Coding Challenge: Coin Dispense System
Preamble
I have started cleaning up and updating my Github account https://github.com/dpweberza as more and more companies these days are likely to view it. Because I don’t have many open-source projects, I have uploaded a rather meaty coding challenge that I completed back in 2015.
The Coding Challenge
In 2015 I interviewed at a global mobile payments company for the position of Android Developer.

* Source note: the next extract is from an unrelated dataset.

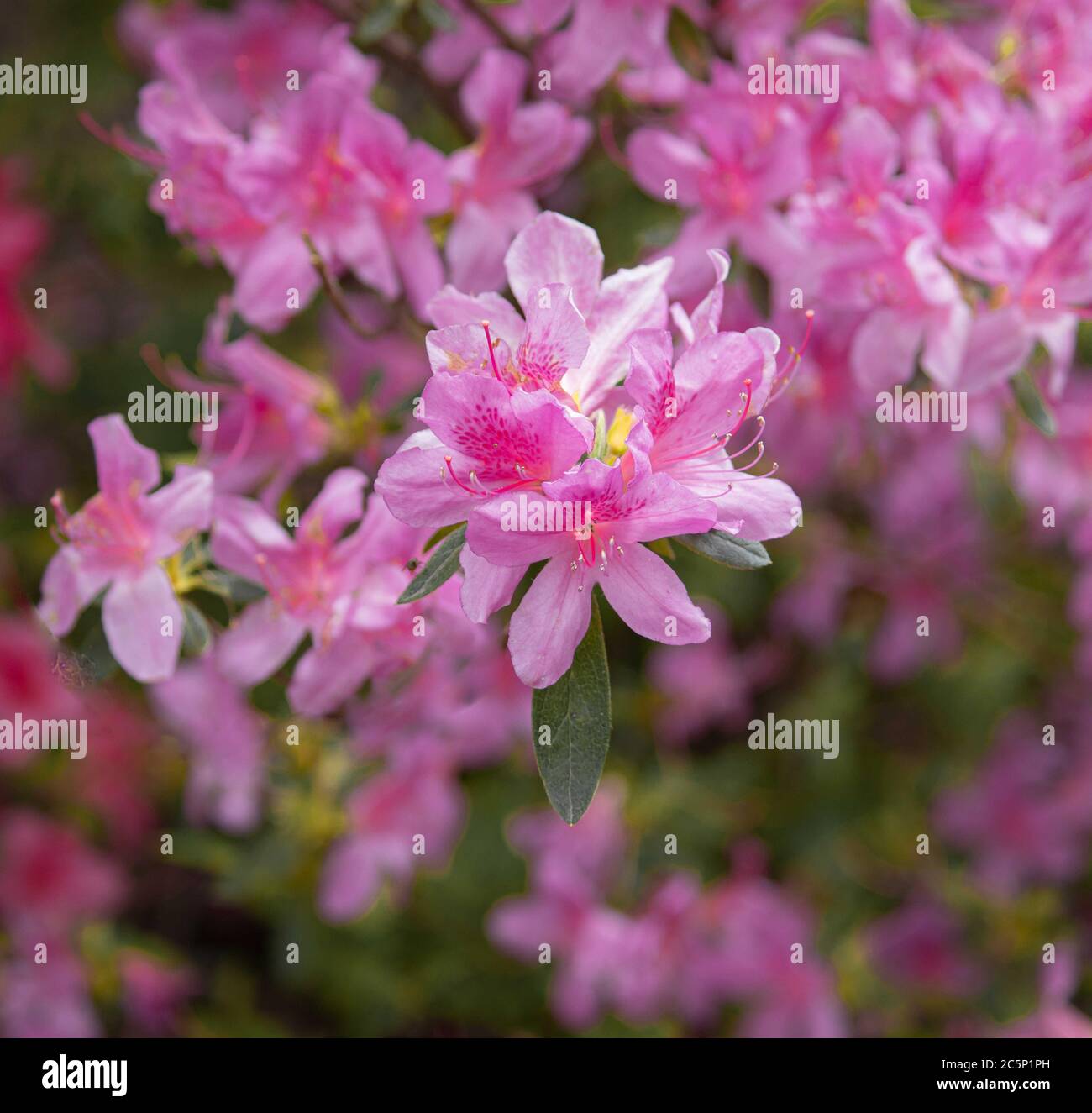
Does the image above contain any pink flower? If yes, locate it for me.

At the time I had no commericial Android development experience but nevertheless was invited to complete a coding challenge after I had passed a screening call.
The challenge story was slightly non-sensical as it involved a user entering in a cash amount to pay for their existing account balance on a mobile app and then being displayed a breakdown of any change to be returned. This required me to build both a backend API and an android app, which I think is quite a big ask for a job application. However I love to code and loathe white-board coding so I took up the challenge and was excited to build both these elements from scratch.
I completed the project over a weekend, went for a final interview on-site where after going through my code and design decisions with the team lead and architect, I was offered the job.
In the end I remained at my then-current employer but atleast I had the following neat projects for my portfolio.
REST Web Service
Github: Coin Dispense Service
Tools: NetBeans (IDE), Postman (API Testing)
Frameworks / Libraries:
- Spark (Web Framework)
- Guice (Dependency Injection)
- Gson (JSON)
- JUnit (Testing)
- Nimbus JWT (Authentication)
- JBCrypt (Hashing)
Endpoints:
- api/v1/public/authenticate - accepts and verifies credentials then returns a user profile as well as a JSON Web Token to authenticate future requests.
- api/v1/authenticated/payment - accepts a payment amount, subtracts the payment amount from the user’s account, updates the user profile and returns a breakdown of any change to be dispensed.
Assumptions:
- If an amount owed as change is less than the lowest denomination (2 cents), ignore that remainder.
Android Client
Github: Coin Dispense Client
Tools: Android Studio
Frameworks / Libraries:
Assumptions:
- The client only accepts a single rand note value.